In this painting, Ring captures the wild character of the landscape. The wide horizon extends into the distance, while the foreground is dominated by an untamed field landscape with blue flowers, so-called viper’s bugloss. The artist imbues the painting with intensity through his choice of colours, as he contrasts the blue of the flowers with the reds and browns of the soil. Foreground and background also stand in contrast to one another. The depiction of the blue sky is razor-sharp, with a degree of detailing that is characteristic of Ring’s work, while the foreground is characterized by expressive brushstrokes à la Van Gogh.

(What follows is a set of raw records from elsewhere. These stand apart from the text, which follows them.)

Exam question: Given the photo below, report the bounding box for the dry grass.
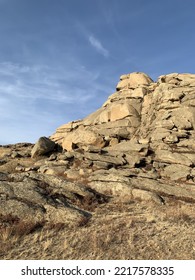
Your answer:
[1,198,195,260]
[0,214,46,258]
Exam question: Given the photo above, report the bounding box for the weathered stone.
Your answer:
[64,170,80,180]
[151,128,171,142]
[116,72,153,90]
[131,87,147,98]
[84,146,103,153]
[31,137,55,158]
[109,102,140,122]
[138,138,150,144]
[15,165,25,172]
[92,161,112,169]
[130,177,195,202]
[171,108,193,130]
[107,140,148,156]
[136,169,160,180]
[62,129,105,151]
[124,153,143,167]
[82,152,126,166]
[155,119,175,130]
[155,149,192,166]
[177,138,195,148]
[89,171,131,184]
[44,166,67,175]
[89,180,132,197]
[109,138,119,146]
[59,151,75,160]
[132,189,164,204]
[50,120,82,143]
[161,164,191,181]
[33,159,47,167]
[79,168,93,176]
[164,134,179,144]
[0,172,109,226]
[98,119,132,130]
[95,126,130,139]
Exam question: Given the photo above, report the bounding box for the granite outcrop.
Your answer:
[1,71,195,228]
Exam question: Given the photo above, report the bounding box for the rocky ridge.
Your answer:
[1,71,195,230]
[50,72,195,200]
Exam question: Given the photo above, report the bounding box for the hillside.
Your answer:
[1,72,195,259]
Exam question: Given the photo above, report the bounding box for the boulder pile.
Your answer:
[50,72,195,199]
[1,71,195,227]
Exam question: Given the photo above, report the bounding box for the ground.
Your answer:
[1,197,195,260]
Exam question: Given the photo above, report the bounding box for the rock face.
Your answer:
[2,71,195,229]
[50,71,195,200]
[0,172,105,226]
[51,72,152,150]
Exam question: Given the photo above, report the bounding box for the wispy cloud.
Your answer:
[0,60,113,144]
[89,35,109,57]
[0,61,101,102]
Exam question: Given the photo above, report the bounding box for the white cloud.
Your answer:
[89,35,109,57]
[0,62,101,102]
[0,61,113,144]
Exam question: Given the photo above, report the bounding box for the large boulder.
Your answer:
[62,128,105,151]
[116,72,153,90]
[31,137,56,158]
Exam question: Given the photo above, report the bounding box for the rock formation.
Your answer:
[51,72,195,195]
[1,71,195,230]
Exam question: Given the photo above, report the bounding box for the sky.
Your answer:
[0,0,195,144]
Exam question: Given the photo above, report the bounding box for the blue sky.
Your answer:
[0,0,195,144]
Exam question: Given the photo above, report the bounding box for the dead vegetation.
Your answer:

With this contrast, Ring almost seems to point to an inner schism between tradition and modernity in his own identity as an artist.
Realism and symbolism
Ring is known mainly for paintings from his own native region near the town of Næstved in South Zealand: unsentimental paintings of local farmers, craftspeople and workers from the area as well as paintings of interiors and of the surrounding landscape. In his art, Ring moved between realism and symbolism. A preoccupation with his own, sometimes melancholic inner life is also reflected in his work, including in his landscapes, which often have a personal, soulful expression.
About L. A. Ring
Laurits Andersen Ring (1854–1933) was born to a family of limited means in the town of Ring on South Zealand and later chose the name of his hometown as his adopted last name. He became a painter’s apprentice in the town of Præstø but was later accepted into the Royal Danish Academy of Fine Arts in Copenhagen. In many regards, Ring’s work reflects an easy access to the darker aspects of life. That is evident both in his unvarnished scenes from life in the country and in his inclusion of death as a recurring theme. However, when Ring married the twenty years younger woman Sigrid, daughter of the ceramic artist Herman Kähler, that changed. A new warm and joyful feeling is expressed in his art, in contrast to the raw realism characterizing his earlier paintings.